[MARMAM] New publication: Cashing in on Spinners: Revenue estimates of wild dolphin-swim tourism in the Hawaiian Islands

Lars Bejder lbejder at hawaii.edu
Thu Aug 13 14:45:45 PDT 2020

On behalf of Carlie Wiener and co-authors, we are pleased to bring to your
attention the following publication:

Wiener, C., Bejder, L., Johnston, D., Fawcett, L., and Wilkinson, P. 2020.
Cashing in on Spinners: Revenue estimates of wild dolphin-swim tourism in
the Hawaiian Islands. Frontiers in Marine Science. 7:660. doi:

Abstract: Wild dolphin-swim tourism has grown in specific locations where
Hawaiian spinner dolphins (Stenella longirostris) have known resting
habitat. The increased growth in dolphin-swim businesses has created an
industry in Hawaii that earns an estimated $102 million (USD) annually in
2013. Semi-structured interviews with business owners, market research, and
boat-based observations provide a platform for estimating revenue generated
from dolphin tourism in two popular locations, Waianae, Oahu and
Kailua-Kona, Hawaii Island.
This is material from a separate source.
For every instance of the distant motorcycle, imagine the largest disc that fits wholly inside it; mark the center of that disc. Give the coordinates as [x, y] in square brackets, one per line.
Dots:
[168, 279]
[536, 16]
A revenue analysis of dolphin-swim tourism is
presented using a peak season and utilization rate model. These predictions
offer an accountability exercise based on a series of assumptions regarding
wild dolphin-swim demand and an annual estimate of the number of viewing
participants and revenue earned. The results show that dolphin viewing
companies are making a larger profit than dolphin-swim businesses by
approximately $19 million (USD) per year, however, both avenues are
generating large earnings. Sizable differences between businesses in Kona
and Waianae are discussed. The average lifetime revenue generated by a
dolphin in 2013 is estimated at $3,364,316 (USD) for Waianae and $1,608,882
(USD) for Kona, and is presented as a first step in scenario analysis for
policy makers looking to implement management in the bays where tourism
occurs. This study offers the first revenue estimates of spinner dolphin
tourism in Hawaii, which can provide context for further discussion on the
impact and economic role of the dolphin-swim industry in the state.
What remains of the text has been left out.